Organ transplant now is an amalgam of what nature does. Transplant existed long before I came into the field. You cool down an organ, you don’t profuse it, you put it on ice, and then your run it between cities. You have six hours for a heart, 18 hours for a kidney. There was an upper lethal limit where we couldn’t fix molecular problems caused by a cold human organ. Because cooling down hurt it, not perfusing it hurt it, and then not having any oxygen hurt it — then put oxygen back hurt it too.

Now they do what a marsupial or bear does. They hibernate, turn off all their metabolism, but stay warm. It’s way simpler. You don’t do cold stuff. You don’t have to protect your cells and membranes.

So why did they start cooling shit down in the first place? It’s logical. But by showing that it happens this warm way in nature, by showing that room temperature can be done in humans — boom, we’re good.

In terms of your lab’s focus, what’s the most important unanswered question?

Turning off an entire human. Now we’re trying to make that work on primate arms — but it’s not the same as the core of a human. Not the same as turning off human metabolism and living in some form of suspended animation. You’ve seen it in the movies, hanging from the ceiling in coma. It is hella difficult.

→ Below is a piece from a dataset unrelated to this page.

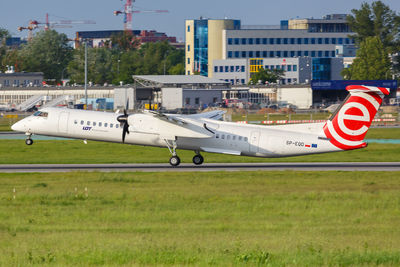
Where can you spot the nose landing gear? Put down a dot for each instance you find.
(28, 140)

It’s one of the things that’s going to become limiting in all these “go to the stars” plans. Let’s let Elon musk build a ship. It’s not that they’re focusing on the wrong things. Its significantly difficult to get huge hunk of metal off planet. But in all of their tales, they have these pods that humans are going to live in in suspended animation so we can make it to Alpha Centauri.

The correct answer is, no, that is not going to happen. There is currently no mechanism that allow that to happen. We wanna go from here to there, but there is no mechanism to do it. There is no known path. So you try to break trail and see if there are other paths.

Recent Studies from the Storey Lab

The implications of applying natural molecular mechanisms to organ transplant techniques.

A look at the biochemical adaptations that allow freeze tolerance in nature.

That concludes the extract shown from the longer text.